Stopping criterion for regression error (MSE) on training data (-1 to
disable).

stopping_rounds

Early stopping based on convergence of stopping_metric.
Stop if simple moving average of length k of the stopping_metric does not improve
(by stopping_tolerance) for k=stopping_rounds scoring events.
Can only trigger after at least 2k scoring events. Use 0 to disable.

stopping_metric

Metric to use for convergence checking, only for _stopping_rounds > 0
Can be one of "AUTO", "deviance", "logloss", "MSE", "AUC", "r2", "misclassification", or "mean_per_class_error".

stopping_tolerance

Relative tolerance for metric-based stopping criterion (if relative
improvement is not at least this much, stop).

max_runtime_secs

Maximum allowed runtime in seconds for model training. Use 0 to disable.

quiet_mode

Enable quiet mode for less output to standard output.

max_confusion_matrix_size

Max. size (number of classes) for confusion matrices to be shown

max_hit_ratio_k

Max number (top K) of predictions to use for hit ratio computation (for
multi-class only, 0 to disable).

balance_classes

Balance training data class counts via over/under-sampling (for imbalanced
data).

class_sampling_factors

Desired over/under-sampling ratios per class (in lexicographic
order). If not specified, sampling factors will be automatically computed to obtain class
balance during training. Requires balance_classes.

max_after_balance_size

Maximum relative size of the training data after balancing class
counts (can be less than 1.0).

score_validation_sampling

Method used to sample validation dataset for scoring.

missing_values_handling

Handling of missing values.
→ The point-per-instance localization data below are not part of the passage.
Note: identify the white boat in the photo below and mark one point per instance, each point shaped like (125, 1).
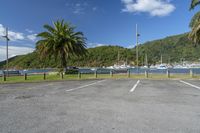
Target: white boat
(162, 67)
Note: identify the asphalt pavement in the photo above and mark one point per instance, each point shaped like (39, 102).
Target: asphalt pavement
(101, 106)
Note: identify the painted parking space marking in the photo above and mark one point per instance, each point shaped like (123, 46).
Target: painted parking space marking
(135, 86)
(84, 86)
(194, 86)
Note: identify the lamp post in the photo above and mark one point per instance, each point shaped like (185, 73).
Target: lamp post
(137, 54)
(7, 39)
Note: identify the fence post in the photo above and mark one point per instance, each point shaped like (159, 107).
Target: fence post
(25, 76)
(168, 74)
(146, 74)
(79, 75)
(4, 77)
(95, 74)
(111, 73)
(128, 73)
(62, 76)
(191, 73)
(44, 77)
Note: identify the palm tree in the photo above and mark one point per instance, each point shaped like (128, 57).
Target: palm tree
(194, 3)
(195, 24)
(61, 42)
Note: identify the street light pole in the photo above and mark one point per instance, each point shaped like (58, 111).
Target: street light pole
(137, 55)
(7, 39)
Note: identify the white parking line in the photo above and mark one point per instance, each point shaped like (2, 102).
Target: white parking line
(197, 87)
(134, 87)
(85, 86)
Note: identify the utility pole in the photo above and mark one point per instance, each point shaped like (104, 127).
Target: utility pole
(137, 55)
(7, 39)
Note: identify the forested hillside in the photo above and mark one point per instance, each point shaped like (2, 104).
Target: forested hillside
(172, 48)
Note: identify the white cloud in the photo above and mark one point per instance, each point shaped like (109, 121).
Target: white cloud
(153, 7)
(13, 51)
(93, 45)
(29, 31)
(32, 37)
(13, 36)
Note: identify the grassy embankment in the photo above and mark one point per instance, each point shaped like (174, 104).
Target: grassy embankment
(40, 78)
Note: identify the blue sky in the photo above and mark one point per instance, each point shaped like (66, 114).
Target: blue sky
(103, 22)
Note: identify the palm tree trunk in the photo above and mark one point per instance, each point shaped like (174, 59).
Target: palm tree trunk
(63, 60)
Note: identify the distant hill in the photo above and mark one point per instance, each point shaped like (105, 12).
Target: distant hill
(173, 49)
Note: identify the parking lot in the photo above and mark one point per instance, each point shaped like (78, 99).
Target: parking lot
(101, 106)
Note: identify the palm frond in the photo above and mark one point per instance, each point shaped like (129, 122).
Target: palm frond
(194, 3)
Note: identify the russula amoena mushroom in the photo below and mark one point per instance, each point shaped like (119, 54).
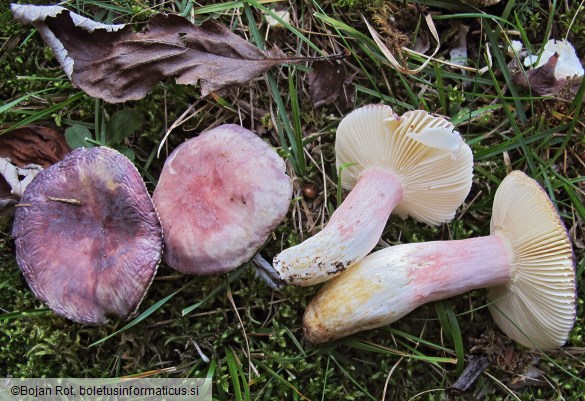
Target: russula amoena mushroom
(415, 165)
(88, 239)
(568, 64)
(219, 197)
(526, 262)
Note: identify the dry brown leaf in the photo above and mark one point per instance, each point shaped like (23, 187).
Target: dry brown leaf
(116, 64)
(23, 153)
(328, 83)
(33, 145)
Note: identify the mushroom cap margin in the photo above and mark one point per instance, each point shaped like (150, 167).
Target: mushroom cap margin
(537, 308)
(219, 196)
(96, 258)
(436, 175)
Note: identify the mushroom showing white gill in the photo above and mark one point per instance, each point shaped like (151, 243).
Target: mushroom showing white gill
(567, 65)
(415, 165)
(219, 197)
(88, 239)
(526, 262)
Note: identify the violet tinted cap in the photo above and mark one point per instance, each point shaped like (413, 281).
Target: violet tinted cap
(88, 239)
(219, 196)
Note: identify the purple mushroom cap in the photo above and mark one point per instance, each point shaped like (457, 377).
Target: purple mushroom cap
(219, 196)
(88, 238)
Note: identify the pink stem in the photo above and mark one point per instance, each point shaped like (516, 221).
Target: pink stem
(448, 268)
(352, 232)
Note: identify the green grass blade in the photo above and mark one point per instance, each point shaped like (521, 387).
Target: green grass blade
(230, 278)
(143, 315)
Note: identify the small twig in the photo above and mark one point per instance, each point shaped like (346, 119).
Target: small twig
(75, 202)
(470, 374)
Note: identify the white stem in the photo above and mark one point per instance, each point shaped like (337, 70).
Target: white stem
(352, 232)
(392, 282)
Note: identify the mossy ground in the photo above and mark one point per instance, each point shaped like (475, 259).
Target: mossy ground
(267, 358)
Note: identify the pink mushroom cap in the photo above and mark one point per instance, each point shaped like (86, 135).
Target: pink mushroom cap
(219, 196)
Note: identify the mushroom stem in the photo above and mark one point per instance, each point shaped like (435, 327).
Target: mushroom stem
(390, 283)
(352, 232)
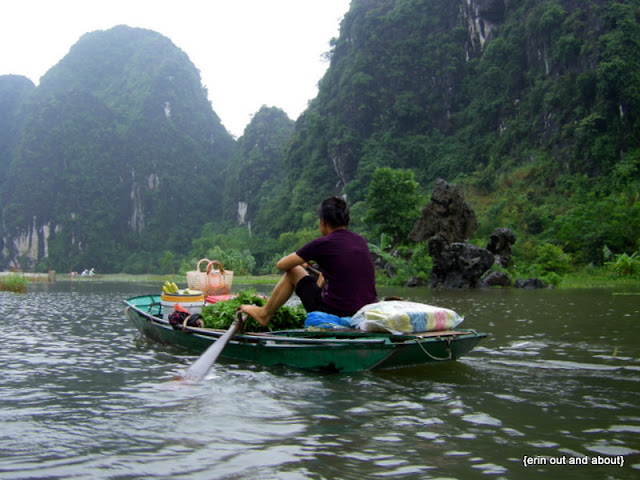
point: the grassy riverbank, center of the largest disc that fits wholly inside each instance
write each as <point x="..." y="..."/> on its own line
<point x="599" y="279"/>
<point x="13" y="283"/>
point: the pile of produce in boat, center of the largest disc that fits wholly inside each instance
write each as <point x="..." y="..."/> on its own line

Either MeanImputation (default) or Skip.

diagnostics

Enable diagnostics for hidden layers.

variable_importances

Compute variable importances for input features (Gedeon method) - can
be slow for large networks.

fast_mode

Enable fast mode (minor approximations in back-propagation).

ignore_const_cols

Ignore constant columns (no information can be gained anyway).

force_load_balance

Force extra load balancing to increase training speed for small
datasets (to keep all cores busy).

replicate_training_data

Replicate the entire training dataset onto every node for faster
training.

single_node_mode

Run on a single node for fine-tuning of model parameters.

shuffle_training_data

Enable shuffling of training data (recommended if training data is
replicated and train_samples_per_iteration is close to $numRows*numNodes$.

sparse

Sparse data handling (more efficient for data with lots of 0 values).

col_major

Use a column major weight matrix for input layer. Can speed up forward
propagation, but might slow down backpropagation (Experimental).

average_activation

Average activation for sparse auto-encoder (Experimental).

sparsity_beta

Sparsity regularization (Experimental).

max_categorical_features

Max. number of categorical features, enforced via hashing
Experimental).

reproducible

Force reproducibility on small data (requires setting the

`seed`

argument and this will be slow - only uses 1 thread).export_weights_and_biases

Whether to export Neural Network weights and biases to H2O.
Frames"

offset_column

Specify the offset column.

weights_column

Specify the weights column.

nfolds

(Optional) Number of folds for cross-validation.

fold_column

(Optional) Column with cross-validation fold index assignment per observation.

fold_assignment

Cross-validation fold assignment scheme, if fold_column is not
specified, must be "AUTO", "Random", "Modulo", or "Stratified". The Stratified option will
stratify the folds based on the response variable, for classification problems.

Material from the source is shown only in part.